Earlier this year, Musk was cleared by a Delaware judge of any wrongdoing in that case. He was represented by the law firm Cravath, Swaine & Moore in the 2021 trial.

Twitter declined to comment on Wachtell’s appointment, which was first reported by Bloomberg. Wachtell did not immediately respond to a request for comment.

In a regulatory filing on Friday, Musk’s team argued that Twitter had failed to provide enough information to prove that the number of fake and spam accounts on its platform stands at less than 5 per cent, as it has long estimated.

Twitter, which denies Musk’s claims, has an incentive to push the deal through or extract a larger break fee from Musk than the $1 billion already agreed.

Its share price has declined by more than 30 per cent since the Tesla chief made his offer and no other buyers have emerged.

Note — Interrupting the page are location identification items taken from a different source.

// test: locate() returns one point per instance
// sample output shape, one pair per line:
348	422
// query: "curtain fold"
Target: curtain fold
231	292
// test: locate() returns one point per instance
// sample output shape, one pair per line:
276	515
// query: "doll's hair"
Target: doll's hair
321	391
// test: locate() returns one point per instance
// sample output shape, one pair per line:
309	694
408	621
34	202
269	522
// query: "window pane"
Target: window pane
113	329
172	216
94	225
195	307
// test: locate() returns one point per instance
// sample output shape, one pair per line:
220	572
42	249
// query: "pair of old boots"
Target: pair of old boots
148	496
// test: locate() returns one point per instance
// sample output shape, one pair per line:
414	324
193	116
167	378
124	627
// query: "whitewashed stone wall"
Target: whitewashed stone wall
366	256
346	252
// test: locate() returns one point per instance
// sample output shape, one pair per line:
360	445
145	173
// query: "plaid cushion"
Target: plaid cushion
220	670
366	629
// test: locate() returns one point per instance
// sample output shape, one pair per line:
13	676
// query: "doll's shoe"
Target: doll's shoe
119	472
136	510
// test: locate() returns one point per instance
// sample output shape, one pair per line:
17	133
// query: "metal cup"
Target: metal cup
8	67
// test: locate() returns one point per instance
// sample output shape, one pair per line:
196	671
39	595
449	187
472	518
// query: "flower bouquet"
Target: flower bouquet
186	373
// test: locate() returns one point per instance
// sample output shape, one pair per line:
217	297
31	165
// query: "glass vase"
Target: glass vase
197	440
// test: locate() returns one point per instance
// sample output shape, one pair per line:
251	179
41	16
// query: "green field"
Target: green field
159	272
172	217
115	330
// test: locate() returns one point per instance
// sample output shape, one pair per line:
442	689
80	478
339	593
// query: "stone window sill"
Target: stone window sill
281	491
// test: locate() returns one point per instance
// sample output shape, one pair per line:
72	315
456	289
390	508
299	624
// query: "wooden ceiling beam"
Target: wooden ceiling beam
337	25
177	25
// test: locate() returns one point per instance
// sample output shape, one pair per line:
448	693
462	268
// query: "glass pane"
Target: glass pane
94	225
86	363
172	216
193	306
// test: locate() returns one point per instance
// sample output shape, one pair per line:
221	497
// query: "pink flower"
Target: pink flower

The company has been plunged into crisis, announcing mass lay-offs and cost-cutting measures in recent weeks. Among remaining employees, morale is low because of job uncertainty and division over whether Musk, who promised to bring a “free speech” ethos to the platform, should run it.

Twitter is likely to argue that Musk’s concerns simply mask buyer’s remorse over a pricey and highly leveraged deal, amid a broader rout in tech stocks.

It is an interpretation shared by many analysts and legal experts.